Residents of Chicago neighborhood concerned about aggressive coyotes
Residents of Chicago neighborhood concerned about aggressive coyotes 02:39

CHICAGO (CBS) -- Residents of the North Center neighborhood are on alert, saying coyotes have become more aggressive than usual.

Chicago Animal Care & Control says people feeding the coyotes is likely part of the problem.

Dean Ferenac had a close encounter with a coyote Sunday morning just as he finished walking his dog.

"I haven't seen fangs before on a coyote," Ferenac said, "but her mouth was open, and she was looking to hunt. She was standing no more than 6 feet away from us. 

Upon encountering the aggressive female coyote, Ferenac did what was recommended - and yelled loudly.

"'Go! Get out of here! Go away!'" he said, "and it was loud enough that all my neighbors heard and started texting."

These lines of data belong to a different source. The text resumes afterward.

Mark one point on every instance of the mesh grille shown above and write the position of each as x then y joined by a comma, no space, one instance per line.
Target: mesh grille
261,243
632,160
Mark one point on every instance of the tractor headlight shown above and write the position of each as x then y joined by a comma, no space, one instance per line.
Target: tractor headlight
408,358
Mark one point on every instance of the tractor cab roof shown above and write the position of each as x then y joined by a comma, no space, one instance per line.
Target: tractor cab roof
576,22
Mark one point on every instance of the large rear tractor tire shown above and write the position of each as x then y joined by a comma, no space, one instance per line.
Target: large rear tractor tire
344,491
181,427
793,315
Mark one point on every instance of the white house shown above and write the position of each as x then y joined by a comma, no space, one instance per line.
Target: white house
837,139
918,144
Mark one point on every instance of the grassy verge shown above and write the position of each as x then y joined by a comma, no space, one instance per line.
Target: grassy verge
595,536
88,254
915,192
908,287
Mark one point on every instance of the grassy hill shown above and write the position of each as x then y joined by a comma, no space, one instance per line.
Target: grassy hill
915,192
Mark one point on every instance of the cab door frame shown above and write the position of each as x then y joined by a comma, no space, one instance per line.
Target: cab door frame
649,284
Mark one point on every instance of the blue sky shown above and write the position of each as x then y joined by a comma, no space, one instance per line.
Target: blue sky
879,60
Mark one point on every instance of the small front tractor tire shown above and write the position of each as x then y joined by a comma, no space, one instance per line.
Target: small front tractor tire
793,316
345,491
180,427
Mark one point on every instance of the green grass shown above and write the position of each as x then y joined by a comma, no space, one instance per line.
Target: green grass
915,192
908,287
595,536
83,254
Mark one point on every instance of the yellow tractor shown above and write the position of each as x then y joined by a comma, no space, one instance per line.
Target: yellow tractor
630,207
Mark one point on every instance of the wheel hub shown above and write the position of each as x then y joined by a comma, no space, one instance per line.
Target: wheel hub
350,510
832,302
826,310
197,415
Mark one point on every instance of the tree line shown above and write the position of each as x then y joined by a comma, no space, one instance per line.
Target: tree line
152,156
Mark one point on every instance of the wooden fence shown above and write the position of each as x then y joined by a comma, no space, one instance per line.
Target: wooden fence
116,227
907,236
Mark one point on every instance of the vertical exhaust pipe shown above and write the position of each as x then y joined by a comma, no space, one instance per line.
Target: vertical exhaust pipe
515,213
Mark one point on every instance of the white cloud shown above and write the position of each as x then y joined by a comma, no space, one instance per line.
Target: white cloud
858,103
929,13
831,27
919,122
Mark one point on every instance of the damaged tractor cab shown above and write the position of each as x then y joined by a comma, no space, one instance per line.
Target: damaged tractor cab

Yet the coyote, Ferenac said, stood her ground.

"They're not taking any cues to leave," he said. "They're not afraid of people, or shouting, or anything like that."

Other neighbors agreed that the coyotes do not seem intimidated by the methods people are taught to use to shoo them away.

"What that says to me is that these coyotes are not acting the way that coyotes are supposed to act in this area," said concerned resident Tran La.

Since last Thursday, neighbors living on Ravenswood Avenue off Irving Park Road have said they have heard the screams of coyotes approaching people with dogs. The latest incident happened Tuesday morning.

"Two coyotes had approached them - aggressively growling at them," said La.

Residents are used to wildlife along train tracks – like the Union Pacific North Metra tracks that run on an elevated trestle between two lanes of Ravenswood Avenue in that area.

"We've had foxes on the street. We've had coyotes walking up and down the train tracks – and never, you know, an incident," said Ferenac.

The aggression could be linked to a den of coyotes in the area with at least four or five cubs. Video captured one young coyote in the brush.

Chicago Animal Care & Control came out, but the coyotes were nowhere to be found.

Since the coyotes have not attacked, there is not much Animal Care & Control can do. This has left neighbors wondering what can be done with the coyotes that are protecting their cubs.

"I think it's going to take someone's pet getting bitten or killed, or maybe a child getting bit," said area resident Dan McDermit.

McDermit wants the coyotes removed from the neighborhood. He said he might follow up with a call to the Illinois Department of Natural Resources.

Chicago Animal Care & Control issued the following statement regarding coyotes in the general area – emphasizing that part of the problem might be people feeding the animals. A spokesman said there was a report of someone feeding the coyotes and the cubs from a car on the east side of Ravenswood Avenue just south of Irving Park Road:

There have been recent reports and sightings of people feeding coyotes in Ravenswood. While these fascinating animals are an important part of our local ecosystem, it's crucial to remember that they are wild and potentially dangerous.

When coyotes become accustomed to getting food from humans, this disrupts their natural feeding patterns. They lose their natural fear of people. Coyotes may approach people or pets in search of handouts, posing a threat to both. This can lead to bold behavior and increase the risk of conflicts. This is a big safety concern.

How to Keep the Community Safe:

  • Never feed coyotes: This includes leaving out food scraps, pet dishes outside, or attracting them with bird feeders.
  • Secure your property: Keep garbage cans tightly sealed and eliminate potential den sites under decks or sheds.
  • Supervise pets: Keep an eye on your furry friends, especially smaller ones, while outdoors. Leash them when necessary.

If you encounter a coyote, make yourself appear large and loud (haze, yell, throw objects). This will usually scare them away.

Please help us keep Ravenswood a safe and healthy place for everyone!

The Animal Care & Control spokesman said the statement was posted in a neighborhood Facebook group.

He added that no traps have been set up for coyotes. However, Animal Care & Control does have a Wildlife Management and Coexistence Plan with the Lincoln Park Zoo's Urban Wildlife Institute. The plan guides how Animal Care & Control responds to calls about wildlife, from skunks to squirrels and coyotes.